Through October, we explored “cultivating relationship” from a few different perspectives. In the weeks ahead, we’ll be “Holding History” in services about justice, tradition, and carrying light forward in our lives and community.
History has become a tricky topic. Especially for people who affirm and promote the inherent worth and dignity of every person. People with inherent worth and dignity sometimes do things that cause a lot of harm. Things that don’t reflect our vision for a global community characterized by peace, liberty, and justice.
Personally, this is challenging to me because I happen to admire the accomplishments of some people whom I don’t admire all that much as human beings. Cosmic horror author H. P. Lovecraft, for instance.
I’m a big fan of what Lovecraft created. He collaborated with other authors in his day to develop a shared universe that didn’t really belong to any one writer. His creativity has sparked the imaginations of other authors for the past century.
But Lovecraft was profoundly racist and misogynistic. I can’t even excuse him for just being a product of his time. I can’t ignore his attitudes about people with historically marginalized identities. Those attitudes surely influenced his creative endeavors.
And yet, there are authors today who are taking Lovecraft’s ideas in new directions. There are female authors who use cosmic horror to write about gender. There are Black authors who use Lovecraftian themes to write about race. There are lesbian and gay authors who use the genre to address sexual identity. There are trans and non-binary authors who explore identity through the lens of cosmic horror.
The very people Lovecraft would have rejected as equal human beings are using ideas that originated with him to address issues of systemic injustice, societal prejudice, and the fear and anxiety that prevents people from creating greater wholeness and well-being. I love that. And I have a really hard time not embracing Lovecraft’s creative legacy, even as I am repulsed by his behavior and attitudes.
My guess is that we’ll see something similar if we look back at our history—the legacy of Unitarians and Universalists who contributed to our religious tradition. Some of them had some horrible ideas. Some of them did deplorable things. And harmful behaviors ought to have consequences.

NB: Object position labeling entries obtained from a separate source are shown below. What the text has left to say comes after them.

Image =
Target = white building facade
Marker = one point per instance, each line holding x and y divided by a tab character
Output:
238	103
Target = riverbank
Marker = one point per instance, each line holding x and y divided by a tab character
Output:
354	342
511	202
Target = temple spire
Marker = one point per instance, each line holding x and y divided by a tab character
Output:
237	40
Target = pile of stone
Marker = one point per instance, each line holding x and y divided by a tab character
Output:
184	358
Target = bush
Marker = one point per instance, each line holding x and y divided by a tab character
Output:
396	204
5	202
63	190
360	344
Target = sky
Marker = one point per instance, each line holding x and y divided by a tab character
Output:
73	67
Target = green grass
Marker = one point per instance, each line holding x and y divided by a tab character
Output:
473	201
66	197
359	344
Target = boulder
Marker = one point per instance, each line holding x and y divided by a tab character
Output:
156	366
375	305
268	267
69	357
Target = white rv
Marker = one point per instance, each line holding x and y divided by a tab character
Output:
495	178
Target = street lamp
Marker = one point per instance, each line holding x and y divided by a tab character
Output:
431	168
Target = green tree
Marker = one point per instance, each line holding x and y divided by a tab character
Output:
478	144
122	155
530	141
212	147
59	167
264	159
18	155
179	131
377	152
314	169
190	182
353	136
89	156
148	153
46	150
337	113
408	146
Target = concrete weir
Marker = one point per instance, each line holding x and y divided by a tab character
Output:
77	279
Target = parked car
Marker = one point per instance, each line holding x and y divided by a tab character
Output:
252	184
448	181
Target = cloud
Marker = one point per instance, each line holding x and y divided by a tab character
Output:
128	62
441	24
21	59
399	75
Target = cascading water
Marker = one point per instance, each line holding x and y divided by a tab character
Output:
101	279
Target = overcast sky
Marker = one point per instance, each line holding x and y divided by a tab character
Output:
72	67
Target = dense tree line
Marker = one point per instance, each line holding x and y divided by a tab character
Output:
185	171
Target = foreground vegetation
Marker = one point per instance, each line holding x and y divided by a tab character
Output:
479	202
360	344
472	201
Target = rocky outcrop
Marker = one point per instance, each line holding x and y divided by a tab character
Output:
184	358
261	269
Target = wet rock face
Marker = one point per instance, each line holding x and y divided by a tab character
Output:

But the story is still unfolding. We embrace an ever-evolving understanding of spirituality and human wholeness. New voices are contributing to that evolution as we co-create the future of our faith tradition. And collectively, we get to decide what we carry forward, and what we leave behind.
So, when we talk about holding history, maybe we’re talking about being honest about what has gone before. Honestly acknowledging all the amazing things and all of the harmful things that form our foundation. Holding everything up to the light fearlessly, shamelessly, so that we can grow into the people we most want to be. Holding our tradition loosely enough that we can let go of the pieces that no longer serve us as we discern a way forward to greater justice, equity, and compassion. Holding the pain of the past with gentle acknowledgment even as we hold the achievements of the past in an enthusiastic embrace.
May we learn how to hold our personal and collective histories with greater integrity and grace as we continue our journey toward wholeness together.